By Dan Dennehy, senior photographer and head of Visual Resources at Mia
It looks innocent enough: Richard Avedon, the celebrated New York fashion photographer, sitting cross-legged on the gallery floor surrounded by young admirers. But something tells me they are not talking f/stops and Tri-X.
It is, after all, the summer of 1970. The counter-culture is coming down from the high of Woodstock, President Nixon has escalated the war in Vietnam, four student protesters have been shot dead on the campus of Kent State, and verdicts have just been handed down to the Chicago Seven for inciting a riot at the Democratic National Convention. With the eyes of the nation watching, Avedon was not going to sit still.
At mid-career, the artist had become disillusioned with commercial work and spent the better part of the late 1960s on a more personal project. Using a large-format camera and signature white background, he focused a knowing, dispassionate gaze on the cast of characters in the social-political theater of the day, particularly the luminaries and literati of the radical left—poets, activists, feminists, civil rights leaders—traveling as far as Saigon to photograph soldiers, journalists, and victims of war.
He originally had planned to unveil this new work at MoMA, in New York, sometime after 1972. But the events of the day convinced him not to wait. Instead, the first mural-size portraits and larger-than-life triptychs of the project premiered at the MIA in a self-titled exhibition, running from July 2 to August 30, 1970.

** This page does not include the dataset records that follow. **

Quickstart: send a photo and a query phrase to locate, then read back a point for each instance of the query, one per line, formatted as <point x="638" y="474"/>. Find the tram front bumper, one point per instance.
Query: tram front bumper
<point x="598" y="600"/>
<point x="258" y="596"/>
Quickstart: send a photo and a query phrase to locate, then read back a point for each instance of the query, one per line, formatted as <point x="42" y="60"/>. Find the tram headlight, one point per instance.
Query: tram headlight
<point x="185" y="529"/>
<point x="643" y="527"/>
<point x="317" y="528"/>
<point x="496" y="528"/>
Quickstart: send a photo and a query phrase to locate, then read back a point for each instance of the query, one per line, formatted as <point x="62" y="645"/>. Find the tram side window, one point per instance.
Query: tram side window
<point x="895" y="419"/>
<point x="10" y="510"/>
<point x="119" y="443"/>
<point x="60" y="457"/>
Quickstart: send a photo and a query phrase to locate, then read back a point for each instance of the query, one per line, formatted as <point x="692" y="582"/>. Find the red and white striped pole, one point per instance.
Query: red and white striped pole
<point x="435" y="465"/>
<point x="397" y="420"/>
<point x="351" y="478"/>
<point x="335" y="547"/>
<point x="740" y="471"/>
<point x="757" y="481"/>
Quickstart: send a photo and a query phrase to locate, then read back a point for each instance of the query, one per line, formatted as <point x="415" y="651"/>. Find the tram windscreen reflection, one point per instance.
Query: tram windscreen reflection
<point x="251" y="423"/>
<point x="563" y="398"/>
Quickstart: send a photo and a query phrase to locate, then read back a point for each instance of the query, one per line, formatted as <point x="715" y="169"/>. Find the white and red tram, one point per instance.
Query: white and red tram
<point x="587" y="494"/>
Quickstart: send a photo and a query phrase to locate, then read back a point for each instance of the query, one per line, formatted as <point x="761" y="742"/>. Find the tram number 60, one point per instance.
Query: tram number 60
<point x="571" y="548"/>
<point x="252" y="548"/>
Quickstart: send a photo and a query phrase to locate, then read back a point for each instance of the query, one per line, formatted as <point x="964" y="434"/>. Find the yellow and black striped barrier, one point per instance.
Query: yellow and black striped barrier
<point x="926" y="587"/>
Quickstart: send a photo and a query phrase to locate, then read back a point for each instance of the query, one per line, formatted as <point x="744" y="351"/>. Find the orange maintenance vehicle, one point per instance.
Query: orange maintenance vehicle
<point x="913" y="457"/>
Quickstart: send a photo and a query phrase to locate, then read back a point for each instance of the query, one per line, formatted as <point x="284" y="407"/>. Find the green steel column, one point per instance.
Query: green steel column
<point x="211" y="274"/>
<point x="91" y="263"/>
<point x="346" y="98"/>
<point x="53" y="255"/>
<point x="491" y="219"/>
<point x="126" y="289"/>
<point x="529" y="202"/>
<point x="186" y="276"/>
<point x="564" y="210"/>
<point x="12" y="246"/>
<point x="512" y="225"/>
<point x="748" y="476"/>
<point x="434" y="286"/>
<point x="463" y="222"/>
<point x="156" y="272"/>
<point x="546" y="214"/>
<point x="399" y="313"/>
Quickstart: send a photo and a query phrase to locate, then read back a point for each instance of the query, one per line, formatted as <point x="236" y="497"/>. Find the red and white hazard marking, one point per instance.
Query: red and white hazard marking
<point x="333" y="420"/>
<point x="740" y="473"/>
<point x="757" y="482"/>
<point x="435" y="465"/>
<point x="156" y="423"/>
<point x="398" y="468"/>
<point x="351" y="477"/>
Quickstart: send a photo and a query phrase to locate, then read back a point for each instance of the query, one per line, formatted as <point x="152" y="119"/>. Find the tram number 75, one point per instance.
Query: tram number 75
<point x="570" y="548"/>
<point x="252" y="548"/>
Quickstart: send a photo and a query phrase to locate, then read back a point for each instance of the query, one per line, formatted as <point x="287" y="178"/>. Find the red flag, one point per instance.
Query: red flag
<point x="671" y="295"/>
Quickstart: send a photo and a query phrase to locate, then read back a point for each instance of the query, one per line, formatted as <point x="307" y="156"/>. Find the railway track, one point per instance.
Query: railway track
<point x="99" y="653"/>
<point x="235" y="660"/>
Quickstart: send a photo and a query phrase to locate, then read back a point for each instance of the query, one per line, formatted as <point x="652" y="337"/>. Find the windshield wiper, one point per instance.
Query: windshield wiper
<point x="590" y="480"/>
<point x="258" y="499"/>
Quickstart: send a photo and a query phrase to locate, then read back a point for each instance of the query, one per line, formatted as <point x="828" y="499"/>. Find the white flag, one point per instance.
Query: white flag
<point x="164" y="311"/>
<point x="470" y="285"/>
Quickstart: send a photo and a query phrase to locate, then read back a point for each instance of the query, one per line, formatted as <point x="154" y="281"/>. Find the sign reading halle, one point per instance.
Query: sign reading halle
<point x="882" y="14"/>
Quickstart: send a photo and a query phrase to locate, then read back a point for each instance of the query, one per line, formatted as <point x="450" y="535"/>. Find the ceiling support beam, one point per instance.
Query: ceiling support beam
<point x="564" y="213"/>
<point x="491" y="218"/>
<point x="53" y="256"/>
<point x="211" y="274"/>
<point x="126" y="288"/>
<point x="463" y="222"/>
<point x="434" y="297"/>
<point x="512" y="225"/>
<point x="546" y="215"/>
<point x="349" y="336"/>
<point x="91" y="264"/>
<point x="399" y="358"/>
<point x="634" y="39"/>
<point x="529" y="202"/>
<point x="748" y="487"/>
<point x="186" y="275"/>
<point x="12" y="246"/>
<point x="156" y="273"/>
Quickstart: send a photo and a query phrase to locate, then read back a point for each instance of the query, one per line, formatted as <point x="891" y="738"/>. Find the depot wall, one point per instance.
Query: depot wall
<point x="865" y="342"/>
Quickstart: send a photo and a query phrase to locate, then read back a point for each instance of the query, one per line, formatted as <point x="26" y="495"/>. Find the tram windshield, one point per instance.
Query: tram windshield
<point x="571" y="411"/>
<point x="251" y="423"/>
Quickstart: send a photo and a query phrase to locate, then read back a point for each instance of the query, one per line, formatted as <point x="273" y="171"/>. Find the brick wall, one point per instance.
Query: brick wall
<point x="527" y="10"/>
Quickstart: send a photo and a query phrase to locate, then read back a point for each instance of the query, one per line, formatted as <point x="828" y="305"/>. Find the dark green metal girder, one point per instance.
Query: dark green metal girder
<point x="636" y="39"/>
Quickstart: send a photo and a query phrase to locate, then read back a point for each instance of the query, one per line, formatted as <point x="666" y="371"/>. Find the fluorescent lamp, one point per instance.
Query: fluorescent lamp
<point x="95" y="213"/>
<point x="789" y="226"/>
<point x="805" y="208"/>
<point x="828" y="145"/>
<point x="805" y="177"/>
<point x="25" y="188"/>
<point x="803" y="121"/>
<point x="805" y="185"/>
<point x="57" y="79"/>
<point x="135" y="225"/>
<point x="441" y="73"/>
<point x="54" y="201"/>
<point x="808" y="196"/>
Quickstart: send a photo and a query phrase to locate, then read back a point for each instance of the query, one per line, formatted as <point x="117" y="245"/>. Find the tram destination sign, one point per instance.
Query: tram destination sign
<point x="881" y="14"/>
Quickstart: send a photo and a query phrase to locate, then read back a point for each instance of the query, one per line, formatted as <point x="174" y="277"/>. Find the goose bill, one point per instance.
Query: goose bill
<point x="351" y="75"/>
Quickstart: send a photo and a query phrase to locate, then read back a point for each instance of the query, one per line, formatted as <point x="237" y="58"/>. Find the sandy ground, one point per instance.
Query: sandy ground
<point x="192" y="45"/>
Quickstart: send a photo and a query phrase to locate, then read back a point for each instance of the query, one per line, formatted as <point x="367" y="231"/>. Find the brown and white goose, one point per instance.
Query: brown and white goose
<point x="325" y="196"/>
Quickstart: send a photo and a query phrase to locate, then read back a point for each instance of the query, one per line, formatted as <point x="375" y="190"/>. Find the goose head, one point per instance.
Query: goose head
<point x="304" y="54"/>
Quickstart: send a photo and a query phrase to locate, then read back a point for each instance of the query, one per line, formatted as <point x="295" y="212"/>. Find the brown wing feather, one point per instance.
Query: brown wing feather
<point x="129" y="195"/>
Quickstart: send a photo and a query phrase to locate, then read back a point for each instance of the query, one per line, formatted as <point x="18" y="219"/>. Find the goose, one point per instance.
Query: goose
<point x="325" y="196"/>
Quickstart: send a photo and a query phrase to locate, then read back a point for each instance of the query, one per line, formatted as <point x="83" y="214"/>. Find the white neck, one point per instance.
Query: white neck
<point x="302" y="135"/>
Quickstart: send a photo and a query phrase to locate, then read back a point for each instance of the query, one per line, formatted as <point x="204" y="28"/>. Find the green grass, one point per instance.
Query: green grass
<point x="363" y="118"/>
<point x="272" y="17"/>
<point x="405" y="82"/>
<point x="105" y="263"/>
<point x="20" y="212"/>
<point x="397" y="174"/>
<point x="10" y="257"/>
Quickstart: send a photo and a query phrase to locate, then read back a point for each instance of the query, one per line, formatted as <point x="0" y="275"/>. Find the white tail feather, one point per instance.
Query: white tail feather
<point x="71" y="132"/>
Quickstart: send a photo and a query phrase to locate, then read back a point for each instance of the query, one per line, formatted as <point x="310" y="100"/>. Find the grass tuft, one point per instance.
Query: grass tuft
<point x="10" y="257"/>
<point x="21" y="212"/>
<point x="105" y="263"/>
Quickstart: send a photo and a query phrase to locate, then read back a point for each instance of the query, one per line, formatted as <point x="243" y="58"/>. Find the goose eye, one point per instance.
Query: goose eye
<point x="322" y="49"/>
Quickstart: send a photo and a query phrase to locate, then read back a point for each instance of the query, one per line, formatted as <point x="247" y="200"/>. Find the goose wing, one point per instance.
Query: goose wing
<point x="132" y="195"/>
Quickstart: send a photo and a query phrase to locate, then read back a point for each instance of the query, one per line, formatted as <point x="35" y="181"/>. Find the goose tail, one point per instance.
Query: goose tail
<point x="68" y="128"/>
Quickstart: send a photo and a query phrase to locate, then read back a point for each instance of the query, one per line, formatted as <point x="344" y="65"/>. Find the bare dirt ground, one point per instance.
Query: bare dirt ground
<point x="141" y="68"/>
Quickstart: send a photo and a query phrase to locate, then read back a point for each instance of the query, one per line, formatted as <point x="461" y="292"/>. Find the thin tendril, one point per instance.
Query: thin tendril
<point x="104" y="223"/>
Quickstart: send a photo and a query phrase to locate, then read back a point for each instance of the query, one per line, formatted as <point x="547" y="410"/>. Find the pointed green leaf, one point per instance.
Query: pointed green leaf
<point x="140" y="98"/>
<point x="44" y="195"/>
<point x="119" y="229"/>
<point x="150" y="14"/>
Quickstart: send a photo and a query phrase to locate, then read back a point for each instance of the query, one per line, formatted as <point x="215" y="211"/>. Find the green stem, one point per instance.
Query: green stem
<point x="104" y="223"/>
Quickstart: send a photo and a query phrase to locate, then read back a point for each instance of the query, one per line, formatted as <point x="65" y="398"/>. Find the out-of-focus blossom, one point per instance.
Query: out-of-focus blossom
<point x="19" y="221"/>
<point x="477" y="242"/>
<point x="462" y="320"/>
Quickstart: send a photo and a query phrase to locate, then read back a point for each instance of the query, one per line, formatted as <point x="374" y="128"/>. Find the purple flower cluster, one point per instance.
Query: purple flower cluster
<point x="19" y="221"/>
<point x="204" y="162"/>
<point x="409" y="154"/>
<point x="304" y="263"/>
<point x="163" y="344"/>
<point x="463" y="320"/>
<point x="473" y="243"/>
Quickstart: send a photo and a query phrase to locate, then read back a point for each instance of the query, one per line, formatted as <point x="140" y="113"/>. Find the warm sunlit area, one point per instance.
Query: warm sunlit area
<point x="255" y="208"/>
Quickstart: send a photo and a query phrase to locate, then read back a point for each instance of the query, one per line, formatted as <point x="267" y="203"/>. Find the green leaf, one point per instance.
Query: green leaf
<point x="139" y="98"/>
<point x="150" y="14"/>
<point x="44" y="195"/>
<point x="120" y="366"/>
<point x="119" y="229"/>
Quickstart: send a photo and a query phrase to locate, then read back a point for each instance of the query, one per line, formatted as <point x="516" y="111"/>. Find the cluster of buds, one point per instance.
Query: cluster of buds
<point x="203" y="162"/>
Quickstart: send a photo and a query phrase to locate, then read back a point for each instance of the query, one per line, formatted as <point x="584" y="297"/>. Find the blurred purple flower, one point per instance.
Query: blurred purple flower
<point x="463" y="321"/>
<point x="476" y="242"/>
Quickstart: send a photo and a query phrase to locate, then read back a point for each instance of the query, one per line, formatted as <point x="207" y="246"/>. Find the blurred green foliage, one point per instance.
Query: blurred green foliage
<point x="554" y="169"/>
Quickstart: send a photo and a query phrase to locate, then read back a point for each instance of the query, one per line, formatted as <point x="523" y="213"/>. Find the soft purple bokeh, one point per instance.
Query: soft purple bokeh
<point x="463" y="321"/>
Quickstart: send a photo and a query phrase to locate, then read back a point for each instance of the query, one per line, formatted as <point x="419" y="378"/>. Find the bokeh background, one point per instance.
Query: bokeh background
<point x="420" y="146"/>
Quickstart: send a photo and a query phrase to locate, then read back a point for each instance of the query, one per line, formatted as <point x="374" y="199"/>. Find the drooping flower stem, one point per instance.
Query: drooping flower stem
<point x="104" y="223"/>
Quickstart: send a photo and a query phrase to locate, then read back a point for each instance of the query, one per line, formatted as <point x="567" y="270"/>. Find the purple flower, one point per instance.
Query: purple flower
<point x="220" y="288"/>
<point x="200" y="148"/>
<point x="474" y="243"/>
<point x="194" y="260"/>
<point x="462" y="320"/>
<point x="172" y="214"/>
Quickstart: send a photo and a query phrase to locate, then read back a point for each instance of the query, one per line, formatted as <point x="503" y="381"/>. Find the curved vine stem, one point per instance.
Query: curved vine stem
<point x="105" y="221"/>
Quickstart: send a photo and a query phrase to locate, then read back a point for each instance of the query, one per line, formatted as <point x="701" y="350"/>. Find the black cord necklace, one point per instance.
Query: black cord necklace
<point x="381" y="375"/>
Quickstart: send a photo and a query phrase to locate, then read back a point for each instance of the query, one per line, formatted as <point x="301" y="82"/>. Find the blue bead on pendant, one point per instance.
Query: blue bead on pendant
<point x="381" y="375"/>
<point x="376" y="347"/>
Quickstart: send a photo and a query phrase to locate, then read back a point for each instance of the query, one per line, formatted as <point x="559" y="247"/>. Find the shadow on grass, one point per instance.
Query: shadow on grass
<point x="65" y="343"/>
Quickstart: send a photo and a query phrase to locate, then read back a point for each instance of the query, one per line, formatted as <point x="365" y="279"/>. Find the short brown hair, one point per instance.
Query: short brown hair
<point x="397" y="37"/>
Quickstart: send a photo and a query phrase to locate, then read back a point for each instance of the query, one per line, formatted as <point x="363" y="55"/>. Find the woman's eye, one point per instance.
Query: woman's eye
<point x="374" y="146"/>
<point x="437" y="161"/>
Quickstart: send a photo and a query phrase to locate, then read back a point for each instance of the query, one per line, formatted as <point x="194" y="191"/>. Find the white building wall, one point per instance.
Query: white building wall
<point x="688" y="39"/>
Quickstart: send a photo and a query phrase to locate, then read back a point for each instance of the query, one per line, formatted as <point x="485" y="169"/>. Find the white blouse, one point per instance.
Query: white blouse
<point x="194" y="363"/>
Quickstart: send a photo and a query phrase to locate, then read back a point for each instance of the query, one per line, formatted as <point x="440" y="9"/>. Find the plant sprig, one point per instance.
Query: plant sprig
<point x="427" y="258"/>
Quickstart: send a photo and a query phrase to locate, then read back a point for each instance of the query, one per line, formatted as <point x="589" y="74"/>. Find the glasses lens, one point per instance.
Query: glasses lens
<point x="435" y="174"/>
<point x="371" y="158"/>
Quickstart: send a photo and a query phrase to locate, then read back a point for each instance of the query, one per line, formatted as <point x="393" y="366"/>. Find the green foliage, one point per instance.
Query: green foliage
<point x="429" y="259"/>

Ted Hartwell, the MIA’s curator of photography, had approached Avedon about an exhibition as early as 1966, but it wasn’t until the fall of 1969 that the artist agreed, with some hesitation, to hang what would be his first major retrospective at an art museum.
It came together fast and furious. Avedon laid out the exhibition in his New York studio using a scale model of the MIA galleries and small thumbnail prints of his photographs. He engaged the assistance of noted designer and art director Marvin Israel, who had the museum walls painted in metallic silver and arranged the bold, borderless images more in the manner of a magazine spread than a typical museum show. As a grand finale, the last room was painted and carpeted in black from floor to ceiling and separated by a curtain. Visitors entered to see eight-foot-tall portraits of the Chicago Seven with audio interviews of the outspoken defendants projected from loudspeakers.
News of the installation spread quickly among Minneapolis youth (legend has it that Hartwell and Avedon drove through town personally inviting any teenagers with long hair and bell-bottoms), and a spontaneous peace rally broke out in the gallery on the night of the opening. In the end, Avedon made an impression and everyone stood up to look.